Like it or not, even the Super Bowl is becoming an online streaming affair.
This year, an average of 1.4 million people tuned in online every minute during the game, watching more than 315 million minutes of coverage, CBS said on Monday. Additionally, the live stream had a total audience of 3.96 million unique viewers across all devices, who consumed more than 402 million total minutes of coverage, at an average of 101 minutes each.
These numbers are in line with CBS's (cbs) claims on Sunday evening that Super Bowl streaming had a "record audience," if we compare them to NBC's numbers from last year. Although they're not exactly comparable, last year an average of 800,000 people per minute streamed more than 213 million minutes of coverage, according to NBC.
And despite the Internet not being the optimal technology for top-quality sports viewing, as Re/code notes, this trend is only likely to continue. CBS likely saw an increase in streaming viewership both because it made it easier to access by making it available through services like Apple TV and Xbox One, and because people are growing more comfortable with the idea.
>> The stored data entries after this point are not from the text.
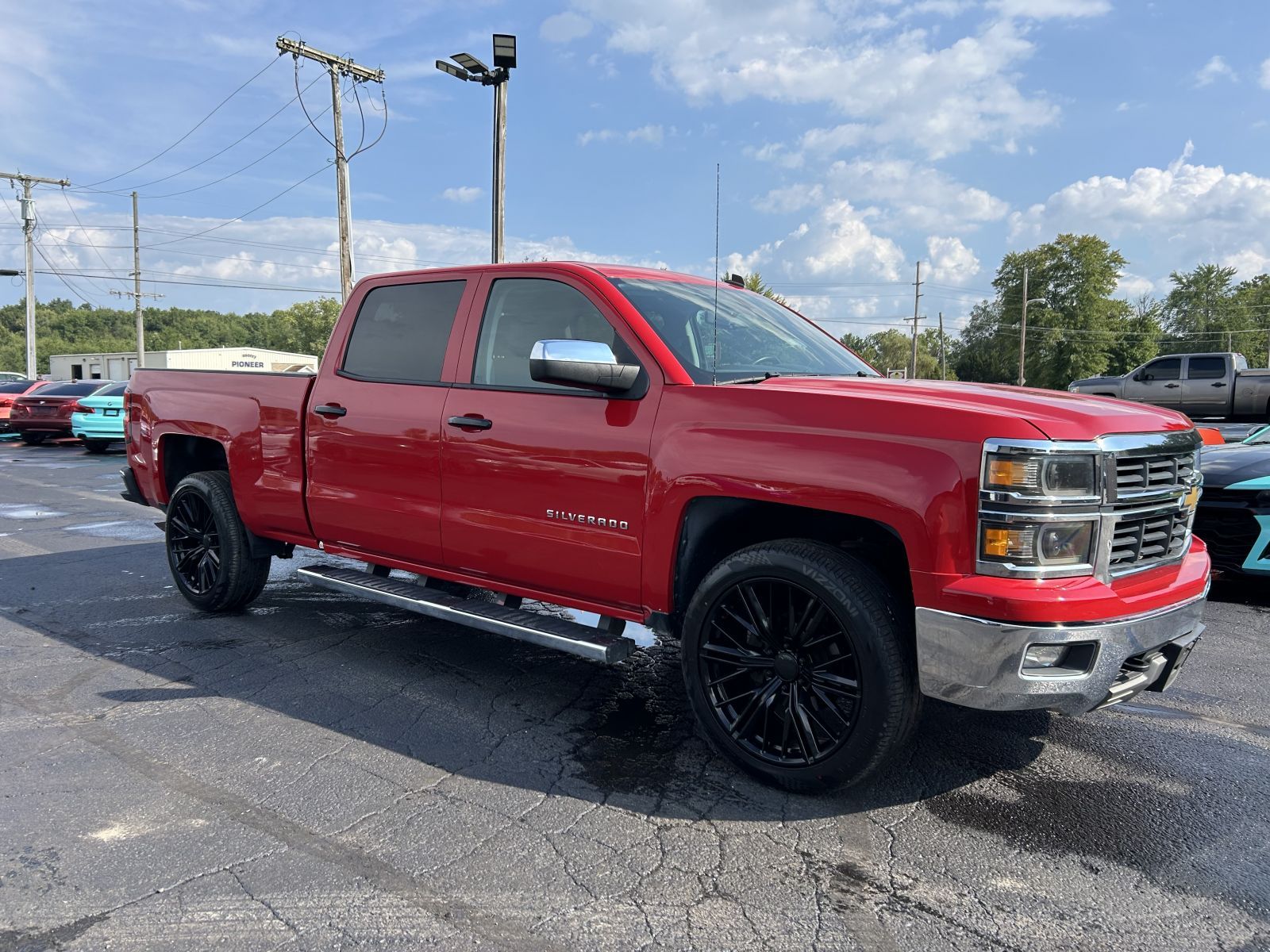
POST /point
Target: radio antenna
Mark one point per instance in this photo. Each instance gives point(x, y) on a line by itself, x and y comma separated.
point(714, 374)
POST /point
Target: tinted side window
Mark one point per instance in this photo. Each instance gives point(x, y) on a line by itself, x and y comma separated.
point(402, 332)
point(1165, 370)
point(1206, 368)
point(522, 311)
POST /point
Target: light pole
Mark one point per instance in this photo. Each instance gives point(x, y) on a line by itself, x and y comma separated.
point(471, 69)
point(1022, 327)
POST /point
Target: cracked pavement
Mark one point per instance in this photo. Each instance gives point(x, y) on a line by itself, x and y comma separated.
point(321, 774)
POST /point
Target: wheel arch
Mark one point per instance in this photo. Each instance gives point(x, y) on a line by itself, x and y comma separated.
point(713, 527)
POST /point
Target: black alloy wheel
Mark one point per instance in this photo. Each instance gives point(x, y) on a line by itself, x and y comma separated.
point(194, 543)
point(781, 673)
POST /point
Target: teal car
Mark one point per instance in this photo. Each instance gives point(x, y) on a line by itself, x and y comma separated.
point(98, 419)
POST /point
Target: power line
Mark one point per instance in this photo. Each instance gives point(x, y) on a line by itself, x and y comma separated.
point(197, 126)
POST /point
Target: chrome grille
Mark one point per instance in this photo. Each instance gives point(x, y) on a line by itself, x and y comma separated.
point(1140, 543)
point(1151, 475)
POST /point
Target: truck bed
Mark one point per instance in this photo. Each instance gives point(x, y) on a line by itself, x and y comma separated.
point(258, 420)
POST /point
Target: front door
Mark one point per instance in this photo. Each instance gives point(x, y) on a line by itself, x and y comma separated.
point(1206, 386)
point(1157, 382)
point(374, 447)
point(545, 489)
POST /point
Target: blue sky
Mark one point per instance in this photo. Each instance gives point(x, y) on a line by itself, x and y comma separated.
point(855, 139)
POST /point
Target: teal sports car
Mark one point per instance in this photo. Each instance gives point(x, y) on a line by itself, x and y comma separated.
point(1233, 514)
point(98, 419)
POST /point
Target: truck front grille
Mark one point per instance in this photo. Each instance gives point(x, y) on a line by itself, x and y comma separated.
point(1153, 475)
point(1140, 543)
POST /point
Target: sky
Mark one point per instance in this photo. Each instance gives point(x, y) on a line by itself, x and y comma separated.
point(852, 139)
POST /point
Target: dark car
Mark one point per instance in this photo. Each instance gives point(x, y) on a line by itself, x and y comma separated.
point(1233, 514)
point(48, 412)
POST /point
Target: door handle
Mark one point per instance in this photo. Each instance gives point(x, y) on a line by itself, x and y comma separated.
point(470, 423)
Another reason could simply be the overarching "cord-cutting" trend of consumers choosing online streaming services like Netflix and Hulu over traditional cable or satellite TV packages. Sports remain one of the few reasons die-hard fans stick to cable, but as those become more and more available online, fans, and especially "millennials," are likely favor the Internet for that as well.
We're reached out to CBS and will update if we hear more.